Apple i Samsung w końcu rozprawiają się z wieloletnim bałaganem prawnym dotyczącym patentów i zaczną od nowa nawiązać współpracę. Dwie główne firmy technologiczne zdecydowały się na to zakończyć walkę o naruszenie patentów która trwa od 2011 roku.
Sprawa, która była o kopiowaniu przez firmę Samsung elementów projektu z iPhone'a, był rozstrzygnięty poza sądem za nieujawnioną kwotę. Spór rozpoczął się w 2010 roku, kiedy Apple oskarżył Samsunga o kopiowanie iPhone'ów „poza możliwością przypadku”I dotarł do sądów amerykańskich w 2011 roku.
Rok później Samsung został ukarany grzywną w wysokości ponad 1 miliarda dolarów za naruszenie, ale odmówił przestrzegania wyroku i sprawa ostatecznie trafiła do Sądu Najwyższego USA, który wypowiedział się na korzyść Apple, choć obniżył karę do 399 mln dol.
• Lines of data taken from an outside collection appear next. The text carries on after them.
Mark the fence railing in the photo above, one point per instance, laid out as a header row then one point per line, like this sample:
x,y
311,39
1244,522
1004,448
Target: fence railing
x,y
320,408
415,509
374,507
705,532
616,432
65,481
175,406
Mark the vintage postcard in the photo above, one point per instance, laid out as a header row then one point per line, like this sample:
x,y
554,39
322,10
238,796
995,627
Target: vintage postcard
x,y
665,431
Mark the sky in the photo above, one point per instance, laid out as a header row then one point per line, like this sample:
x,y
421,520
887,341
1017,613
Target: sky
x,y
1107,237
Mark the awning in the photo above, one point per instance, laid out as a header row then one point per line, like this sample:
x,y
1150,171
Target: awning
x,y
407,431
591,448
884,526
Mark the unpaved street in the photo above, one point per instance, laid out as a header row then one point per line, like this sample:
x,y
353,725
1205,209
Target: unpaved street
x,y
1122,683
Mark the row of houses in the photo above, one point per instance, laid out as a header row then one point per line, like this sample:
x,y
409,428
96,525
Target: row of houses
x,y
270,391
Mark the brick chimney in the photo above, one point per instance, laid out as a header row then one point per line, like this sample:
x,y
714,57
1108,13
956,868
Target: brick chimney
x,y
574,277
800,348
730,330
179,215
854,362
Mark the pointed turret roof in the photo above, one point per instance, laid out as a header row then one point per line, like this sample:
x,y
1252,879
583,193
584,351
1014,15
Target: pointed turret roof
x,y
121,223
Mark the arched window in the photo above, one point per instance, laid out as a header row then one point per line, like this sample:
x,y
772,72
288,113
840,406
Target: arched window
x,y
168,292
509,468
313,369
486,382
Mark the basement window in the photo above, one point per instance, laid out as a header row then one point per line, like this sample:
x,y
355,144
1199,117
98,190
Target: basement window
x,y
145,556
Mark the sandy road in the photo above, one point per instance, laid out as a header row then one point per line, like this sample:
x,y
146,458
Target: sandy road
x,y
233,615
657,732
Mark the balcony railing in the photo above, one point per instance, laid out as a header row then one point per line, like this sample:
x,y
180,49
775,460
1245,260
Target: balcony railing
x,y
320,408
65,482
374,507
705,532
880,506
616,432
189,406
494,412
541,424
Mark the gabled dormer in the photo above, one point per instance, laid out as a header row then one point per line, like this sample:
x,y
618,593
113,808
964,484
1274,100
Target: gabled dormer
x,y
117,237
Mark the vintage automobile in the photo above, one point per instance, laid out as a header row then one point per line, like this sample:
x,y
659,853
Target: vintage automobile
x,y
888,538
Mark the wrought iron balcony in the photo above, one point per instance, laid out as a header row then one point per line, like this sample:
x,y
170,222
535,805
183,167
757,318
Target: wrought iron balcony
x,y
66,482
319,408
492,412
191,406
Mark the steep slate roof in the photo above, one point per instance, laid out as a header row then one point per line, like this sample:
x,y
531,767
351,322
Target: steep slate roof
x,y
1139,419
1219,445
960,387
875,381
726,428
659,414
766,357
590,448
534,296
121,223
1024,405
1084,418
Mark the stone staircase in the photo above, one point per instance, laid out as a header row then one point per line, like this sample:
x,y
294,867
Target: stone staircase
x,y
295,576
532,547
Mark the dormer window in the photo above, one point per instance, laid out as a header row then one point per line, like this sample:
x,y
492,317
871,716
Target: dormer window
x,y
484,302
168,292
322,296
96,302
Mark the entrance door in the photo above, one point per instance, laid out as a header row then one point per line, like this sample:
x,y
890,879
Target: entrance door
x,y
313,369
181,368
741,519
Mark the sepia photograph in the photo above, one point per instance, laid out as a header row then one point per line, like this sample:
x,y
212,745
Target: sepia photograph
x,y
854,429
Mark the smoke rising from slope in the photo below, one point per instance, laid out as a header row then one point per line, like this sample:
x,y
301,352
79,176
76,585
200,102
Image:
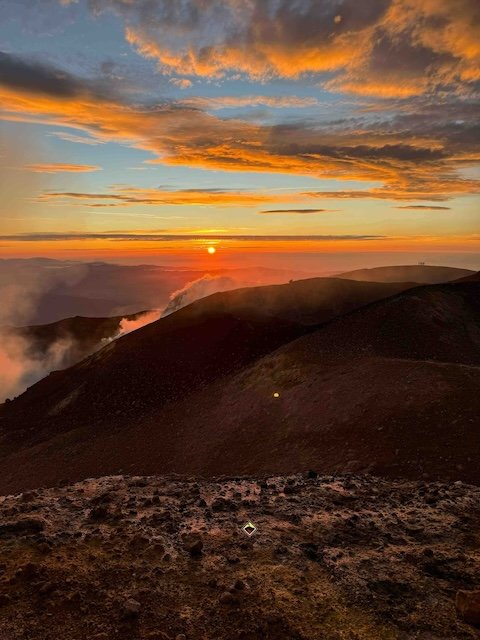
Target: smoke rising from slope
x,y
127,325
20,368
200,288
20,291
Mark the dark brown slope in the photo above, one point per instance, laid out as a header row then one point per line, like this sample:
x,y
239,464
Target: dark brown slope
x,y
171,357
83,335
423,274
392,388
473,278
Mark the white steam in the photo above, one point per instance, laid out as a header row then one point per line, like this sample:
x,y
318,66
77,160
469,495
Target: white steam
x,y
127,325
204,286
19,368
21,289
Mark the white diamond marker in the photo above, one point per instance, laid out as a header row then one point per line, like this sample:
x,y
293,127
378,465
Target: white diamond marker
x,y
249,528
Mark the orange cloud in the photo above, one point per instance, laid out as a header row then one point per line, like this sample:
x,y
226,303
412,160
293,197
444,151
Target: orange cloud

Sprawa została odesłana do sądu niższej instancji w celu dokonania korekt finansowych w zeszłym miesiącu, Samsung miał zapłacić Apple 539 milionów dolarów.
Tak było jednak więcej niż tylko pieniądze a obie firmy wydały już miliony na honoraria prawników w obronie swoich roszczeń. Pokazuje to znaczenie patentów, które były ukierunkowane na stare funkcje, takie jak stacja dokująca ekranu głównego, szczypta, aby powiększyć i inne narzędzia przewijania, przesuń, aby odblokować, a nawet zaokrąglone ikony.
Podczas gdy te rzeczy w końcu stały się całkowicie powszechne, a niektóre zniknęły, sprawa dotyczyła Samsung korzystał z tych funkcji we wczesnej erze smartfonów, aby zdobyć pozycję lidera na rynku nad Apple. Żadna z firm nie skomentowała kwoty ugody, ale być może zmęczyła się przedłużająca się walka prawna.
Mimo to Apple kontynuuje współpracę z działem wyświetlaczy Samsunga, który od wielu lat jest głównym dostawcą wyświetlaczy do iPhone'a.